Muss diese Entwicklung auch die BU-Versicherer ängstigen? Philipp Greiner, Abteilungsleiter der Schadenregulierung bei einem der größten BU-Versicherer im Lande – bei Swiss Life Deutschland, gab Anfang Februar zunächst einmal Entwarnung (wir berichteten). Wirklich konkrete Corona-Erkrankungen, wie etwa eine chronische „Fatigue“, so Greiner, sehe man bei Swiss Life nach damaligem Stand nur „ganz wenig“. Genaue Zahlen nannte er nicht. Hingegen bekomme der BU-Experte Fälle zu sehen, die er „indirekte Schäden“ nennt. „Die Leute kommen mit dem Lockdown nicht klar“, so Greiner. „Die alleinerziehende Mutter mit zwei Kindern, die eben nicht für zwei Kinder Homeschooling und Homeoffice machen kann. Und das führt zu – meistens – psychischen Beeinträchtigungen.“ Solche Fälle sehe man bei Swiss Life „sehr wohl jetzt schon – und wir rechnen auch damit, dass das mehr wird“.

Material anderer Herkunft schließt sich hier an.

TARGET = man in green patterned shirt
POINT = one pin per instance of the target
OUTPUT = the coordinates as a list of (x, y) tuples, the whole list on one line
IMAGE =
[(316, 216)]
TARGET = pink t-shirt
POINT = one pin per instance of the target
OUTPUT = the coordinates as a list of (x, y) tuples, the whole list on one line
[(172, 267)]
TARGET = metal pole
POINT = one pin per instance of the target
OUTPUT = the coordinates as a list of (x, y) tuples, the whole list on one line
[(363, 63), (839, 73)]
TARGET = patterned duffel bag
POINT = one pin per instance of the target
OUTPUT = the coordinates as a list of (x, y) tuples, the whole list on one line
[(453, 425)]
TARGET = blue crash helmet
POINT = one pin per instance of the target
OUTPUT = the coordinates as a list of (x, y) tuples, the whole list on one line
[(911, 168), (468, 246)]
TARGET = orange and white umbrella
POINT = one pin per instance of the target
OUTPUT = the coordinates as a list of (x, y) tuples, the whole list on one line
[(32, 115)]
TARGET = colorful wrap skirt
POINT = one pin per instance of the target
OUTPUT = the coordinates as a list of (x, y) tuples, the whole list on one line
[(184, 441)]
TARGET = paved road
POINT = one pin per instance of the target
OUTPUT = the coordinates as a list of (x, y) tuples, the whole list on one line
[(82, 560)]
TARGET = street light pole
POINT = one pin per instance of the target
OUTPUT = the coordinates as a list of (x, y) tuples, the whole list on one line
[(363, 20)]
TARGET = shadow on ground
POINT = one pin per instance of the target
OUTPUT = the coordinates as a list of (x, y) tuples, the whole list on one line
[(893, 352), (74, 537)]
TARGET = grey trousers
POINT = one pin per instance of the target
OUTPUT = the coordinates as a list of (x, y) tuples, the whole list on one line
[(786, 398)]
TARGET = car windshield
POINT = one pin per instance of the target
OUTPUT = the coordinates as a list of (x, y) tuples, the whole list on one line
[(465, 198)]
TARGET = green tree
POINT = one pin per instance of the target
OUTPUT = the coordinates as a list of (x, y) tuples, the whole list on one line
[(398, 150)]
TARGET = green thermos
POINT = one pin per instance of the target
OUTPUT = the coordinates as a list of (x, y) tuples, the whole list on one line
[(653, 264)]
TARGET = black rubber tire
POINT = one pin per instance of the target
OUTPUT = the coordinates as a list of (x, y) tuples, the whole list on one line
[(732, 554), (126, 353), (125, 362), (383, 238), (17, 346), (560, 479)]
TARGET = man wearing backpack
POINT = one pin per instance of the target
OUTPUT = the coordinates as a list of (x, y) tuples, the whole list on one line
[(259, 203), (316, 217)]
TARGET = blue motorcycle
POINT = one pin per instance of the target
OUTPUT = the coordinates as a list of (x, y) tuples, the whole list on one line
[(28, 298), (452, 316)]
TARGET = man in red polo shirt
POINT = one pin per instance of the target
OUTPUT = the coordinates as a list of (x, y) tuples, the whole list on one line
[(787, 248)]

Unterdessen betont die Versicherungswirtschaft, dass Covid-19 für die BU-Versicherer „eine Erkrankung wie jede andere“ sei. Das heißt, dass sie auch von einer Berufsunfähigkeitsversicherung abgedeckt sei, wie der Gesamtverband der Deutschen Versicherungswirtschaft (GDV) Ende März auf seinem Verbraucherportal „Die Versicherer“ mitteilte. „Sowohl beim Abschluss von Berufsunfähigkeitsversicherungen als auch bei der Leistungsprüfung gelten für Kunden mit einer Corona-Infektion die ganz normalen Regeln“, heißt es dort. Werde ein Versicherter berufsunfähig, das heißt er kann seinen Beruf nur noch zu höchstens 50 Prozent ausüben, erhalte er die vereinbarte Leistung. „Das gilt selbstverständlich auch dann, wenn eine Corona-Erkrankung die Ursache für die Berufsunfähigkeit ist“, stellt der Verband klar.